Der aktuelle Benutzer (also der, der auf das Gerät zugreifen will) muss Mitglied der Gruppe dialout sein! Prüfen lässt sich das mit groups. Falls man noch nicht Mitglied der Gruppe ist, hilft ein sudo usermod -a -G dialout <user>. <user> muss natürlich mit dem eigentlichen Benutzernamen ersetzt werden. Danach muss man ggf. seine Sitzung (oder den Terminal) neu starten, um als Mitglied der Gruppe geführt zu werden. Nun kann man das Gerät auch ohne root-Rechte ansprechen!

FTDI/RS232-Basics

FTDI-Einführungen gibt es einige, deshalb will ich mich hier kurz fassen: Die serielle Standardschnittstelle RS232 haben viele Rechner heute nicht mehr. Sie wird mit einer Spannung von bis zu ±12 V betrieben und besitzt bis zu 8 Anschlüsse. USB unterscheidet sich stark davon: Sie Spannung beträgt maximal 5V (zumindest bei Standardanschlüssen) und es existieren nur 2 Anschlüsse. Darüber hinaus ist das USB-Protokoll relativ komplex und verlangt beispielsweise eine Gerätedetektion u.ä. Details des Datenaustauschs werden von libftdi übernommen und sind in diesem Tutorial daher nicht von Belang.

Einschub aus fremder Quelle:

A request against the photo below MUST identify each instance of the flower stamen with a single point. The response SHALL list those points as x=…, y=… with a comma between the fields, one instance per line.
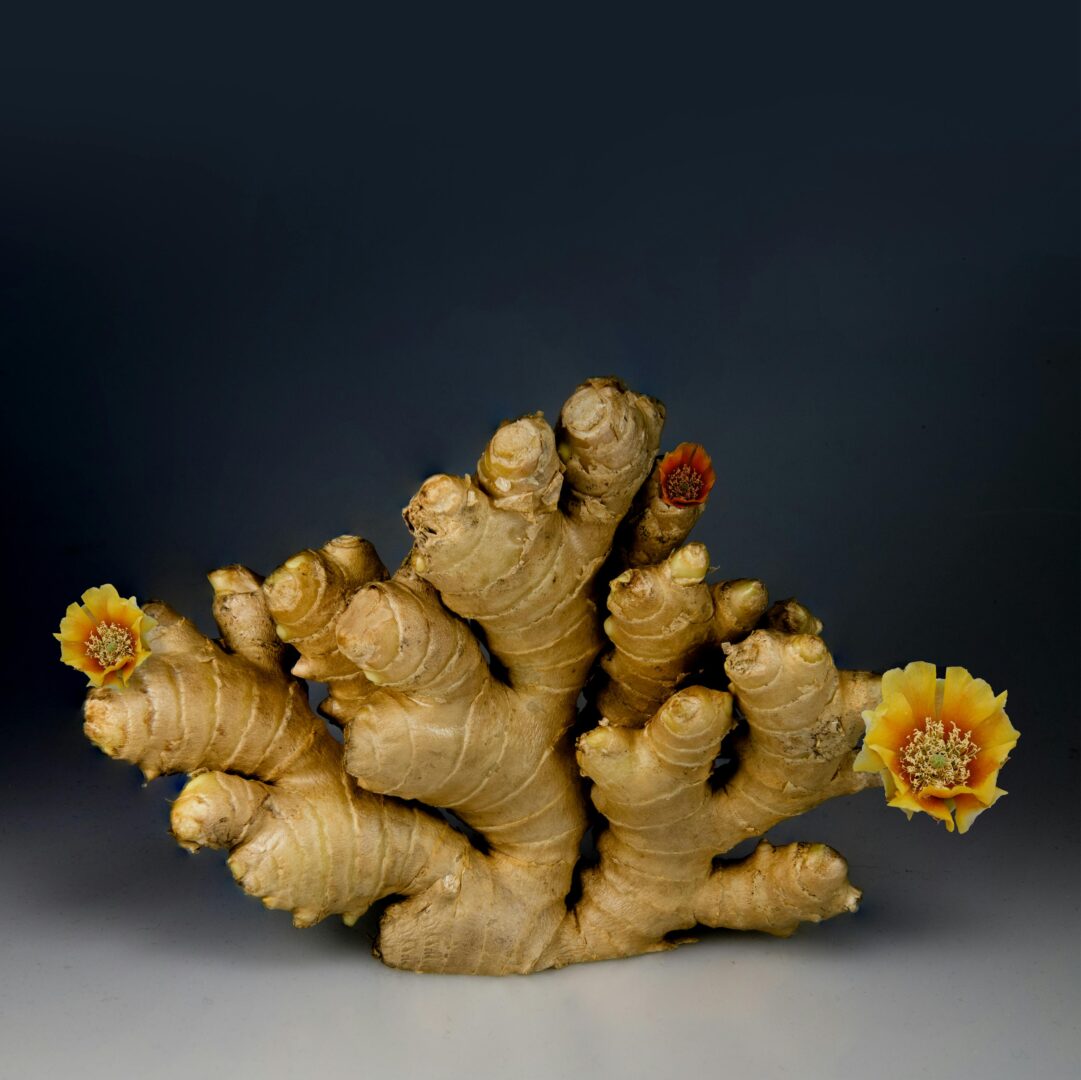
x=684, y=483
x=933, y=757
x=110, y=643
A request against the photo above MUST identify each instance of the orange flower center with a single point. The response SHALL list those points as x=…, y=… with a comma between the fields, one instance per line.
x=110, y=643
x=933, y=757
x=683, y=484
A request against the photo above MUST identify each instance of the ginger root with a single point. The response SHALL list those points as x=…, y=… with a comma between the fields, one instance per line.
x=456, y=682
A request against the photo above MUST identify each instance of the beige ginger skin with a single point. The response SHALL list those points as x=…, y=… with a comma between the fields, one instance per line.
x=519, y=560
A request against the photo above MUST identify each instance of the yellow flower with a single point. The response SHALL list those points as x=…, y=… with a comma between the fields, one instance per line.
x=104, y=636
x=938, y=743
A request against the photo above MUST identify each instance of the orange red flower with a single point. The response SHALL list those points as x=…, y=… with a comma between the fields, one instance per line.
x=104, y=636
x=686, y=475
x=938, y=744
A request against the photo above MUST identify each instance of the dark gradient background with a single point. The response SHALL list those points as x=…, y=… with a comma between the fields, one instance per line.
x=262, y=276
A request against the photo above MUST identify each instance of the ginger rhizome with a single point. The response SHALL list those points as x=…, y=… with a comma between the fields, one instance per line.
x=559, y=568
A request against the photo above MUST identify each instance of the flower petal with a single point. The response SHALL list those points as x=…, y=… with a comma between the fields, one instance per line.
x=966, y=702
x=917, y=681
x=891, y=723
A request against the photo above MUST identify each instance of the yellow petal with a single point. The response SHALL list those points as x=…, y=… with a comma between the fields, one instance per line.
x=966, y=701
x=97, y=601
x=891, y=723
x=918, y=683
x=912, y=803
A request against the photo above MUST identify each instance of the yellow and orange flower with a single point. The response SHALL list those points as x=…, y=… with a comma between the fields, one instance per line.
x=104, y=636
x=686, y=475
x=938, y=743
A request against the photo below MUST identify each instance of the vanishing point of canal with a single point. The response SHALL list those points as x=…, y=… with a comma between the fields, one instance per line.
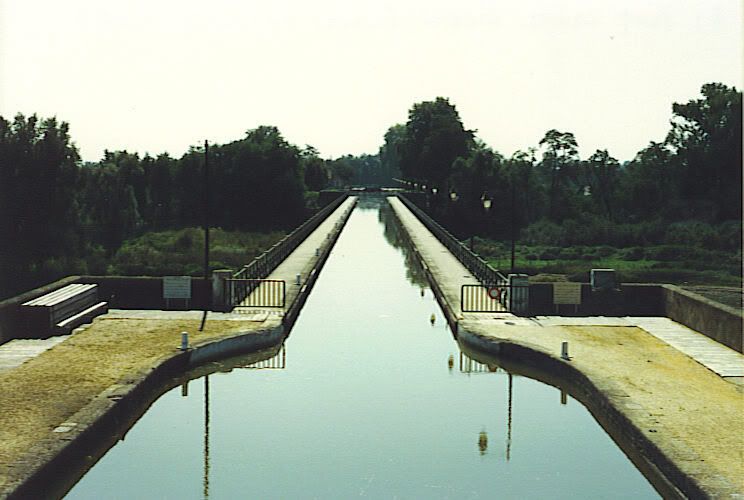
x=367, y=398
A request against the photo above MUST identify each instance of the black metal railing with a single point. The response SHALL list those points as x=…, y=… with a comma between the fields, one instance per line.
x=256, y=293
x=277, y=362
x=265, y=263
x=478, y=267
x=485, y=298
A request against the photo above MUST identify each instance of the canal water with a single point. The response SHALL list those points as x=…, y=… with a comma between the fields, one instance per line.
x=367, y=398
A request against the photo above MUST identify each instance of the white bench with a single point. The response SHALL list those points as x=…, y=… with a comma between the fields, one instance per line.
x=60, y=311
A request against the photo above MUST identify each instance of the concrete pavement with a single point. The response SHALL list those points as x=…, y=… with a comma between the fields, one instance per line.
x=679, y=421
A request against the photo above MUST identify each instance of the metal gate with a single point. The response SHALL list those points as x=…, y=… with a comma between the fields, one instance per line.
x=256, y=293
x=485, y=298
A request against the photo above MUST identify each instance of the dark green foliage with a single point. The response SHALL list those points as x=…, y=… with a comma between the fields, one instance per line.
x=434, y=137
x=59, y=217
x=179, y=252
x=683, y=191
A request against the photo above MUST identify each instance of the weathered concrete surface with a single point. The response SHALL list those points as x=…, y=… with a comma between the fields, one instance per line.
x=67, y=399
x=720, y=322
x=50, y=400
x=680, y=422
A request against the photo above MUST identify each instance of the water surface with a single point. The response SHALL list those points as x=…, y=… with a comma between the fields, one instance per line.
x=368, y=398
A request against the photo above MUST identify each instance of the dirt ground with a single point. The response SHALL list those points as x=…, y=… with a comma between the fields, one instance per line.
x=45, y=391
x=694, y=416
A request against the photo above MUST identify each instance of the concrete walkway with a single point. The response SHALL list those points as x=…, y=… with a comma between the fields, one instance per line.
x=62, y=401
x=302, y=260
x=16, y=352
x=718, y=358
x=676, y=415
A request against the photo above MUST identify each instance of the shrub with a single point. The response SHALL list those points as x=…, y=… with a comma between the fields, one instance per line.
x=633, y=253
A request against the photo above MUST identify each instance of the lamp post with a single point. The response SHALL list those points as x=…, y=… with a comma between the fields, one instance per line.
x=513, y=224
x=487, y=202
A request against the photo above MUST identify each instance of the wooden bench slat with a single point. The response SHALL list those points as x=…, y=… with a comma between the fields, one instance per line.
x=59, y=295
x=82, y=316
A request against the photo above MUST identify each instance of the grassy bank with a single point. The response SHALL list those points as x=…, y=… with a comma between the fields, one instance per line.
x=675, y=264
x=181, y=252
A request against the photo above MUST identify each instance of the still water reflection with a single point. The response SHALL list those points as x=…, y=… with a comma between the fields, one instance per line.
x=369, y=398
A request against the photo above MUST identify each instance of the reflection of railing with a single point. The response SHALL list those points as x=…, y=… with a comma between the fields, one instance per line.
x=256, y=293
x=482, y=271
x=485, y=298
x=469, y=365
x=278, y=362
x=262, y=265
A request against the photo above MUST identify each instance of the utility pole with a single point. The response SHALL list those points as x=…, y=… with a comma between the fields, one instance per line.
x=208, y=302
x=513, y=223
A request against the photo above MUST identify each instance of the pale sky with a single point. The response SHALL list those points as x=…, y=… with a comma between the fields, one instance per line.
x=161, y=75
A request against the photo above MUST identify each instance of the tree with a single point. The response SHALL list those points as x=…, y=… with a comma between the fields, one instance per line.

Wie wird FTDI nun angesprochen? Je nach Breakout-Board kann man maximal 8 Ausgänge für den Ein- und Ausgang von Signalen benutzen. Zusätzlich existiert noch ein serieller Datentransfer, wie er bei seriellen Geräten zum Einsatz kommt. Beispiele dafür sind Modems. Solche Geräte können per Terminalemulator angesprochen werden – unter Linux sei hier auf kermit, minicom, picocom und gtkterm verwiesen, wobei libftdi diesen Modus auch beherrscht. Im Terminalmodus empfängt das Endgerät einzelne Zeichen vom Rechner über die TX-Leitung und schickt ggf. Daten über RX zurück. Dazu wird eine Baudrate gesetzt.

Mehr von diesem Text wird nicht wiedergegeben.